[personal profile] usernamenumber
Putting this here and then crossposting to Twitter, since the latter is not so great for conversation and I'd welcome comments if people have them.

Think Occupy Wall St. is a phase? You don't get it

It's true, I don't. I think I kind of get where the author is pointing, but still need to chew on it more. I'm having trouble seeing what's supposed to come of this, or if that's not the point, what the point is. Then again, the fact that it, and the surrounding issues, have just been talked about so much of late (I know it's been on my mind a lot), and some of the things I've learned about the way they organize themselves... maybe that points to a more subtle change in the zeitgeist, and maybe that's the big thing that it stands to accomplish.

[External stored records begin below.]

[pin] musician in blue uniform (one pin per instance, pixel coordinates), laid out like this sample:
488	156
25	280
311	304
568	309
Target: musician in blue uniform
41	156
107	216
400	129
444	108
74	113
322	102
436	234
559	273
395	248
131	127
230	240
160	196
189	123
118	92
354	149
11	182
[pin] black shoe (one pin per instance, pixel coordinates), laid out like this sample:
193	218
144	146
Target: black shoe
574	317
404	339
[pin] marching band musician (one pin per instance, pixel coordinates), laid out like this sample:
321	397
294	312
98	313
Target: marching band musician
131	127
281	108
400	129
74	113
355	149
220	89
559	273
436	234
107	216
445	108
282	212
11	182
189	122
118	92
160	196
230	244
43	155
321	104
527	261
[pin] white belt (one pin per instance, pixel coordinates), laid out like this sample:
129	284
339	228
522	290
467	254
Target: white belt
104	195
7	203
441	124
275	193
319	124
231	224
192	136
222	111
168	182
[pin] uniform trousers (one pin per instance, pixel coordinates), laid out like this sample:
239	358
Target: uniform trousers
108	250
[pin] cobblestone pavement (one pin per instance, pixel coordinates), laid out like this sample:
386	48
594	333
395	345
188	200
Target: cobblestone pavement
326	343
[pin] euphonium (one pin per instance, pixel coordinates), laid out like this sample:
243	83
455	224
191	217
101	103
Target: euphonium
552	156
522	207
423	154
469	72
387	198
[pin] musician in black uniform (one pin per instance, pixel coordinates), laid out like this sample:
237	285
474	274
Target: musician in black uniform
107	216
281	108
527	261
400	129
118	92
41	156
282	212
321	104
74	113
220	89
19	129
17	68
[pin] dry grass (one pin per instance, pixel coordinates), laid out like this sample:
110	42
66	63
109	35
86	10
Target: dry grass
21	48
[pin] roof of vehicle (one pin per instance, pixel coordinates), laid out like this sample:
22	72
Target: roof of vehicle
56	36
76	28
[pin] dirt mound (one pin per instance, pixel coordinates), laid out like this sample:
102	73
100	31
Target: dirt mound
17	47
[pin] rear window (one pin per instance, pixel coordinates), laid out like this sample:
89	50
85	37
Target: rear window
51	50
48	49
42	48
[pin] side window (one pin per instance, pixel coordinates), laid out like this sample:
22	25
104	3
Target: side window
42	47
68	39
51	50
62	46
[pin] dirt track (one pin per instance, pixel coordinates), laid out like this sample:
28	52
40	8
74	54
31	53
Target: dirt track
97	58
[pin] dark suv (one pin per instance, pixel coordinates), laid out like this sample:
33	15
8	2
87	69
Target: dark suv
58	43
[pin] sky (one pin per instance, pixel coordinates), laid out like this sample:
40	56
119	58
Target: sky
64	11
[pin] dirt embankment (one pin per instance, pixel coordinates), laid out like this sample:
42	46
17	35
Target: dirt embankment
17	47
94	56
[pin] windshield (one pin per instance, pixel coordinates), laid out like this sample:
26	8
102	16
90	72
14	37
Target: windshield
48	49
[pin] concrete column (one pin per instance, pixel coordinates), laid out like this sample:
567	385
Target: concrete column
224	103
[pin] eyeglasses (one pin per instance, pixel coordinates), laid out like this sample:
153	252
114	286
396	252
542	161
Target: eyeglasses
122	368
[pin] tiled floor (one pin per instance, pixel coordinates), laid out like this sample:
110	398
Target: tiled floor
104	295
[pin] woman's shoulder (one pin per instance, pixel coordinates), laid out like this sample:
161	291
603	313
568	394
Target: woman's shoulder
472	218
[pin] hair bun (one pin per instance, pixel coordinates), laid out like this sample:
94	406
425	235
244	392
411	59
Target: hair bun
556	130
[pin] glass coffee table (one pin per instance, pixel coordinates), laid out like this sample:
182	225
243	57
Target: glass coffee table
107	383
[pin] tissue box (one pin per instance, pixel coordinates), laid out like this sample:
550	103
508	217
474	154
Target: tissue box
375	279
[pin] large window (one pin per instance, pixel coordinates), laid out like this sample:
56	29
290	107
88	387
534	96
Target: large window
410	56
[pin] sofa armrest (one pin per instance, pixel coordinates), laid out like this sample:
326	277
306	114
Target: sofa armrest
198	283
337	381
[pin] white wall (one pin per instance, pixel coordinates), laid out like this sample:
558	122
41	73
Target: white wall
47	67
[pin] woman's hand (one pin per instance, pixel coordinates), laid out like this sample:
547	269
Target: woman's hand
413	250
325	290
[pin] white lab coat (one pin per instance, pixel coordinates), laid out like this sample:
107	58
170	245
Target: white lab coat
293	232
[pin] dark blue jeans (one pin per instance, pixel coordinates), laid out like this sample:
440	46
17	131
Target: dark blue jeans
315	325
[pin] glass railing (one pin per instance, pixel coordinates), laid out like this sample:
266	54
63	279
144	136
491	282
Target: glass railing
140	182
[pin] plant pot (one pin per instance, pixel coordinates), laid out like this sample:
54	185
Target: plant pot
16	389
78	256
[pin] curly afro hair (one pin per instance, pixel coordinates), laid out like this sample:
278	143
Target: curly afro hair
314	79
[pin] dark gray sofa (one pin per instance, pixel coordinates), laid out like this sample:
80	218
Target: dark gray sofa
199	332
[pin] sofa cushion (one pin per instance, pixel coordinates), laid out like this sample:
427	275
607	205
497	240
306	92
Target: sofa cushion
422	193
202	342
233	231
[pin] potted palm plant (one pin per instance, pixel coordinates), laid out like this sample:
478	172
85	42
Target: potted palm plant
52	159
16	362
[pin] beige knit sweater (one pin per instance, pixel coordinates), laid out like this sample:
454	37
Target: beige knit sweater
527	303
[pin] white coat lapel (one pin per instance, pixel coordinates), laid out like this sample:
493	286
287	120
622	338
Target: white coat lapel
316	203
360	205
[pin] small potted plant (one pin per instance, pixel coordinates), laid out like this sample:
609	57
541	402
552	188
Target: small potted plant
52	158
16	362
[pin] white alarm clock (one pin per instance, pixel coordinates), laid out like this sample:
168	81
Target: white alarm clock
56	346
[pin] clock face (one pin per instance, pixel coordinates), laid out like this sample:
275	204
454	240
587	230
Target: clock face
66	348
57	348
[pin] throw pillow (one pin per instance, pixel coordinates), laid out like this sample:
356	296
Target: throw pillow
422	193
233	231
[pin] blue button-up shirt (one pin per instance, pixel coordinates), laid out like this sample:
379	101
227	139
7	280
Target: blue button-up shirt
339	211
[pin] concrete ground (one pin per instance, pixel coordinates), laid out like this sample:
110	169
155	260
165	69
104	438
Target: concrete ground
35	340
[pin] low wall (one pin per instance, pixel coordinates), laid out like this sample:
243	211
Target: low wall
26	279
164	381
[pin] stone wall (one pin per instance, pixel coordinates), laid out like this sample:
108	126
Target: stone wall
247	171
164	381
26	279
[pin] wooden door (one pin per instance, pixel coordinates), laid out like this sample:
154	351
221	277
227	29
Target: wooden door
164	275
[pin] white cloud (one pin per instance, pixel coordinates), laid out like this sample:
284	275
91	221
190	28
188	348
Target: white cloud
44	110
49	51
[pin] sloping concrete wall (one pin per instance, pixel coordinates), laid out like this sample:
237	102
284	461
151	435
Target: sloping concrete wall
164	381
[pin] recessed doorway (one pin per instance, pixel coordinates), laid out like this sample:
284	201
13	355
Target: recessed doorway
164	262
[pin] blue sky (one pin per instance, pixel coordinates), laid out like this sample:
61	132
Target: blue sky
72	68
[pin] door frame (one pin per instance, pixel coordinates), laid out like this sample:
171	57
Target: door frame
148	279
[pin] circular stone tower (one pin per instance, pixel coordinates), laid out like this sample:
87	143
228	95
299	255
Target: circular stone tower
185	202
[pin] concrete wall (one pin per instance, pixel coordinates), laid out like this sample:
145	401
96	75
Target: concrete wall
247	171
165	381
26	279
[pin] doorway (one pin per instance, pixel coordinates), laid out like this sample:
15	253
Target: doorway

Date: 2011-10-05 09:34 pm (UTC)
From: [identity profile] manana.livejournal.com
I think some of the issue people are having with this is that there is indeed a certain amount of naivete involved. The key here, though, is that being naive doesn't automatically make it irrelevant or a passing fad; to use an extreme example, the Bolsheviks were quite hopelessly naive as well.

And it's not as though there's any lack of naivete to go around; modern day Wall Street is founded on the ideas that a) people make rational economic choices (we don't), and b) free market capitalism is stable and beneficial for everyone (it's neither). Add on to that the stupidity of Austrian School economics (which is founded on the idea that you can't treat human behaviors in a statistical manner, a claim which is well past proven false and would get you laughed out of any biology or sociology classroom), and the OWS people start looking like the reasonable adults in the room.

The problem here as I see it is that, although it's a great first step for consciousness-raising and movement-building purposes, the OWS protest is ultimately targeting the wrong people. Businesses are essentially bacterial in their behaviors, and blaming them for optimizing within the system they're given is naive, since any business that doesn't do so will just get replaced by one that's more ruthless. Moreover, businesses do not respond to political power; they only respond to economic power (fines, taxes, boycotts, etc). The end game of these protests has to be political change, since it is a show of political force, and to that end the real target has to be Congress, not Wall Street. The goals may be economic, but the whole point here is that the 1% controls most of the economic power in this country, so the 99% will need to use other levers to effect change.

I am hopeful that once momentum has built sufficiently, things might start moving more in that direction, but I'm also a cynical old man, so . . . we'll see.